Judge Freedman reviewed the testimony and treatment notes from the ADTC, and he evaluated that evidence under the standards enunciated by the Supreme Court in W.Z. He found and concluded:

 

So, I'm satisfied to find that [W.C.], by clear and convincing evidence, that [W.C.] does suffer from a mental abnormality in the form of pedophilia. There is no disagreement about that.

 

He also has substance dependence, another abnormality on Axis I.

 

He also has antisocial personality disorder on Axis II.

 

. . . .

 

So, I am satisfied, [that] at least he would have serious difficulty controlling his sexually violent behavior to such a degree, in the reasonably foreseeable future he would be highly likely to engage in acts of sexual violence. What he does is extremely dangerous.

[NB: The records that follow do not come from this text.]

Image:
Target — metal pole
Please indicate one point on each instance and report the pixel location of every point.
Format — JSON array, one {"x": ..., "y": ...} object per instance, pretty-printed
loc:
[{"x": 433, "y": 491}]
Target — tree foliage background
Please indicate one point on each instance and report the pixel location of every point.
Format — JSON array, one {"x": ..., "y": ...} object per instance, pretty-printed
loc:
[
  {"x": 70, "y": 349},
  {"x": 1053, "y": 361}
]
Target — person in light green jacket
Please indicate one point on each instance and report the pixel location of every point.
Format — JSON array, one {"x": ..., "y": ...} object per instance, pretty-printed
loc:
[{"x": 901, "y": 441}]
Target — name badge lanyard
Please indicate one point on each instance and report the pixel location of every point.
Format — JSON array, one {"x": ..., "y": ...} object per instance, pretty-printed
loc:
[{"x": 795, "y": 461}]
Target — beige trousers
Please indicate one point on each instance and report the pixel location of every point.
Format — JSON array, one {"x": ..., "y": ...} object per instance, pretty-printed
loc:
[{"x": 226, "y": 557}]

The judge further concluded that W.C.'s proposed placement was insufficient because M.R. was at least in partial denial of her husband's crime and because M.R. and her husband would not communicate about the crime.

On appeal W.C. argues:

I. THE STATE FAILED TO PROVE BY CLEAR AND CONVINCING EVIDENCE THAT W.C. WAS SUBJECT TO SVP COMMITMENT.

 

Having considered the arguments presented in light of the record, we have determined that they have insufficient merit to warrant discussion in a written decision. R. 2:11-3(e)(1)(E). Judge Freedman's findings are supported by clear and convincing evidence in the record. R. 2:11-3(e)(1)(A). With respect to W.C.'s claim that the judge erred in relying upon Dr. Goldwaser's testimony because his opinion was based, in part, upon hearsay, it suffices to note that we discern no misapplication of the pertinent evidence rules, N.J.R.E. 703, 803(c)(6) and 808, or of the evidentiary or substantive principles governing SVPA commitments discussed in In re Commitment of A.E.F., 377 N.J. Super. 473 (App. Div. 2005); G.G.N., supra, 372 N.J. Super. 42; In re Commitment of E.S.T., 371 N.J. Super. 562 (App. Div. 2004); or In re Commitment of A.X.D., 370 N.J. Super. 198 (App. Div. 2004).

Affirmed.




 

1 Dr. Goldwaser's report indicates that he utilized the ADTC treatment notes, however, he testified that the treatment notes were unavailable at the time he made his report, and he used a treatment summary instead.

2 During cross examination, Dr. Lorah admitted that he had not reviewed all of the documents that the Attorney General's Office had produced.

3 This offer was a relatively recent development, as W.C.'s prior release plan called for him to live in a boarding house or hotel near his family and a different friend from the ADTC.